A pesar suyo Jacques Mérey dejó la lectura. Ese hombre, que con ojos secos, había visto tantos acontecimientos, notó cómo el llanto oscurecía su mirada. Una lágrima de Eva había dejado su huella sobre el manuscrito; una lágrima de Jacques cayó a su lado. Miró tristemente la cama donde se había acostado, la silla sobre la que se había sentado, la mesa en la que había comido, dio varios paseos por la habitación, volvió a tomar el manuscrito y empezó a leer de nuevo.

Había una gran laguna entre el final de su lectura y el lugar donde comenzaba de nuevo. La fecha señalaba el 26 de mayo de 1793.

* * *

Mañana por la noche salgo para Francia. Es el primer uso que hago de mi libertad. No creo correr peligro alguno, y si lo corro, lucharé alegremente pensando que es por ti por quien lucho.

Mi pobre tía murió ayer de una apoplejía. Estaba jugando al whist con dos ancianas damas y su director espiritual. Era su turno, tenía las cartas, pero no jugaba.

—Jugad —le dijo su compañera.

Pero en vez de jugar, lanzó un suspiro y cayó sobre la butaca.

Estaba muerta.

¡Qué felicidad, a más tardar el 4 de junio estaré entre tus brazos, puesto que no puedo creer que me hayas olvidado!

Quizá te extrañe que no tenga ni una palabra de sentimiento por la pobre mujer que conduciremos mañana a su último alojamiento, cuando llené seis páginas explicándote la muerte y agonía de mi pobre perro; pero, qué quieres, soy una criatura de la naturaleza y solamente lloro por aquello que siento y, realmente, no puedo sentir la muerte de un pariente al que sólo he conocido como mi carcelero.

He aquí el epitafio que le he compuesto. Espero que, si pudiese leerlo, su orgullo heráldico quedaría satisfecho.

Aquí yace la muy alta y distinguida señora

Claude-Lorraine-Anastasie-Louise-Adélaïde

de Chazelay,

en vida religiosa y superiora de las Madres Agustinas de Bourges.

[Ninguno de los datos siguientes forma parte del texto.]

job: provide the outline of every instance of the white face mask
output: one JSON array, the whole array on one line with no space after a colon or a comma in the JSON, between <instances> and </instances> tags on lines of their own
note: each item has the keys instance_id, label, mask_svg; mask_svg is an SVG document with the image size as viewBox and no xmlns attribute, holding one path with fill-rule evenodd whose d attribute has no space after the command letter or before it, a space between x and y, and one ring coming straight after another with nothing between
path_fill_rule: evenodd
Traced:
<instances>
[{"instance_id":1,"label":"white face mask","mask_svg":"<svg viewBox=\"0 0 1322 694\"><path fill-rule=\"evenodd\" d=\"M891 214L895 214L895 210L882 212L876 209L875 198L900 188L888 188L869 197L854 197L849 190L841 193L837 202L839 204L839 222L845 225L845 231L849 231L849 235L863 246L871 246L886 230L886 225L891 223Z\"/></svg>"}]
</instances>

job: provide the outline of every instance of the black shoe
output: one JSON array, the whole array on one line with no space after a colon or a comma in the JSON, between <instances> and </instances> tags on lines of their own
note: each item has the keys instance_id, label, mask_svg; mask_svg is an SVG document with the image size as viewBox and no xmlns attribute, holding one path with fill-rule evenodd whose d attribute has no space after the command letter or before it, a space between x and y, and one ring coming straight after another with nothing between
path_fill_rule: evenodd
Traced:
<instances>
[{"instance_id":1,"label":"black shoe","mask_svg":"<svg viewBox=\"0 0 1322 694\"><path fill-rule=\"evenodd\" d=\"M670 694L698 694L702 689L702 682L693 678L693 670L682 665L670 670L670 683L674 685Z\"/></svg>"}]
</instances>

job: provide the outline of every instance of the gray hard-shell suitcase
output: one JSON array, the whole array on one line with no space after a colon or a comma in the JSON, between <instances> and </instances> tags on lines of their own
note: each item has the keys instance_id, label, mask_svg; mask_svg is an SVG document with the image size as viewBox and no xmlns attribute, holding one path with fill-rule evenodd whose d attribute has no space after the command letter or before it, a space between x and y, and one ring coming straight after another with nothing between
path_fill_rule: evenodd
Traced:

El viento de las revoluciones la llevó a tierras extranjeras

donde murió el XXV de mayo 1793

Rogad a Dios por su alma.

¡Adiós, mi bienamado, la próxima vez que te diga «te quiero» será de viva voz!

* * *

—¡Oh, desgraciada criatura! —exclamó Jacques Mérey dejando caer el manuscrito—, llegaría a París al día siguiente en que yo lo abandoné.

Pero como su interés aumentaba lo recogió con un suspiro y púsose ávidamente a leer.